La  cura della relazione come cura di sè

La  cura della relazione come cura di sè

Se vogliamo cambiare il mondo esterno dobbiamo renderci, prima, disponibili a cambiare noi stessi. Le nostre relazioni possono facilitare questo processo, perché ogni essere umano è profondamente inter-connesso con gli altri e nutrito dalla cura e dall’attenzione che dona e che riceve.

Genitori con il cuore

,,La maggior parte delle persone non raccontano le loro storie per ottenere consigli: le raccontano per essere ascoltate. Più profondo è il livello di ascolto e di cura, maggiore è il livello di sicurezza che prova chi racconta. Ma per entrare in contatto con questo sentire, dobbiamo andare oltre la dimensione dell’Io e percepirci in una  dimensione psicologica più ampia e fondata sulla relazione, che Vittorino Andreoli chiama la “psicologia del Noi”.

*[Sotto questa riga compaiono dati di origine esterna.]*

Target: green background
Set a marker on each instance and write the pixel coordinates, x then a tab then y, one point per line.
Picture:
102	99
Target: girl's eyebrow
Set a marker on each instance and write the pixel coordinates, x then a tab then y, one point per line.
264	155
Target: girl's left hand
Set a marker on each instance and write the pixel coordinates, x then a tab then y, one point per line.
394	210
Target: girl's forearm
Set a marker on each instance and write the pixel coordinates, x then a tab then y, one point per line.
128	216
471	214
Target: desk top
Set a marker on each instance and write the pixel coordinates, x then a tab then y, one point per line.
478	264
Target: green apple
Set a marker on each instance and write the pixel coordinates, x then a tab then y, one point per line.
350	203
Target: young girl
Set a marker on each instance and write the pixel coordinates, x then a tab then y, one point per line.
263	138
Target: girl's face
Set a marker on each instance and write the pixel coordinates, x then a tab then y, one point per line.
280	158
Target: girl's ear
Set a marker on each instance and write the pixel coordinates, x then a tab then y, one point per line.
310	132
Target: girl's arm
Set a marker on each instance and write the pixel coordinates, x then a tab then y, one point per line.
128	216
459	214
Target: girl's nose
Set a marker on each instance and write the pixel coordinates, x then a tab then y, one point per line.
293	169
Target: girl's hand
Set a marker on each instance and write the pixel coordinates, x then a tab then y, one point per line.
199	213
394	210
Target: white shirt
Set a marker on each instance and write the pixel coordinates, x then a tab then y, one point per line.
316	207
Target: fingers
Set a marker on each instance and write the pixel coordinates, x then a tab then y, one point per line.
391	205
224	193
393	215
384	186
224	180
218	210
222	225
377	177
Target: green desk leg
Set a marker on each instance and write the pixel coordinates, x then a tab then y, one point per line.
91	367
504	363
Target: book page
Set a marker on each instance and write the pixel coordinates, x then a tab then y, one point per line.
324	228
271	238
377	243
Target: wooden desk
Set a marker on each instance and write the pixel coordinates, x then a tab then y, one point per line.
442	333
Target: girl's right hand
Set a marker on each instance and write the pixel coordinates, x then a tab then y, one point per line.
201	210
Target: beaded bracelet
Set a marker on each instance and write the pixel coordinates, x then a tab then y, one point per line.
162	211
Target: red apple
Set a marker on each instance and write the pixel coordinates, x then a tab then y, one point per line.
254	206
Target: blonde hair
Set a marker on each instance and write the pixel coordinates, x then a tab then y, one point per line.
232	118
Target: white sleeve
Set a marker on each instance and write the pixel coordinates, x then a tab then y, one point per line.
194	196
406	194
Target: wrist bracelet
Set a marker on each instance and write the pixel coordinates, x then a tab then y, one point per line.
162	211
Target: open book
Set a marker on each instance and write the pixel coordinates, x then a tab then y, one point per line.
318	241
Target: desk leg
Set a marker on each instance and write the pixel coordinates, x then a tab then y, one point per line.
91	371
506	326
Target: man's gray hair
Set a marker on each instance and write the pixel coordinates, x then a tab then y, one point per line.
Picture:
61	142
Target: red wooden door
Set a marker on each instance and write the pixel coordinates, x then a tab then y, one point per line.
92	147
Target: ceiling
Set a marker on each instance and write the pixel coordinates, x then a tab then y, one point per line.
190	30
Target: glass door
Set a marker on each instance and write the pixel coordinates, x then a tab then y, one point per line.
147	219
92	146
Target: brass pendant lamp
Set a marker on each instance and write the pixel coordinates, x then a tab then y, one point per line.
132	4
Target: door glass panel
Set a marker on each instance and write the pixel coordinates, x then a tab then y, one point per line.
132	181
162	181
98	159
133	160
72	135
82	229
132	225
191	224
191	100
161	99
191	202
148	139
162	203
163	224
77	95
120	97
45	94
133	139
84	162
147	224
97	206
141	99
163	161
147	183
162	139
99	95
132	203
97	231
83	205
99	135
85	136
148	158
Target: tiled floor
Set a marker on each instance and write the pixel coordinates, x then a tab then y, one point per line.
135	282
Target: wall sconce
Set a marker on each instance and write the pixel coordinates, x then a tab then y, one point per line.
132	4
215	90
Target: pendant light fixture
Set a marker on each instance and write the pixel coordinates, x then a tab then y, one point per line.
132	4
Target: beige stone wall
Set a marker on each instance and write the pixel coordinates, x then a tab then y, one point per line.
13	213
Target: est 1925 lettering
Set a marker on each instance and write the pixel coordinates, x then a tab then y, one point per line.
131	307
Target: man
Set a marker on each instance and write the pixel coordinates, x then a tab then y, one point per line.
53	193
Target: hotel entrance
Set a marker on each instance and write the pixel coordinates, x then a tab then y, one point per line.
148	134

La relazione è composta, infatti, da tre elementi: IO, TU e NOI. Ed è sul NOI, ovvero sulla dinamica relazionale, che vorrei focalizzare l’attenzione, perché spostare l’attenzione dal TU al NOI, consente di rifondare anche la relazione trasformativa con l’IO.

Se vogliamo cambiare il mondo esterno, dobbiamo essere disponibili a cambiare prima noi stessi. In questo, le relazioni possono costituire un facilitatore di cambiamento. Secondo lo psicologo Daniel Stern “la nostra vita mentale è frutto di una co-creazione, di un dialogo continuo con le menti degli altri”. Anche la teoria dei neuroni specchio, scoperta nel 1992 dal neuroscienziato Giacomo Rizzolatti ci ha insegnato che ogni risonanza empatica  crea un legame cervello-cervello: nei due cervelli si attivano circuiti paralleli che portano le persone a contaminarsi vicendevolmente, rendendo le emozioni contagiose.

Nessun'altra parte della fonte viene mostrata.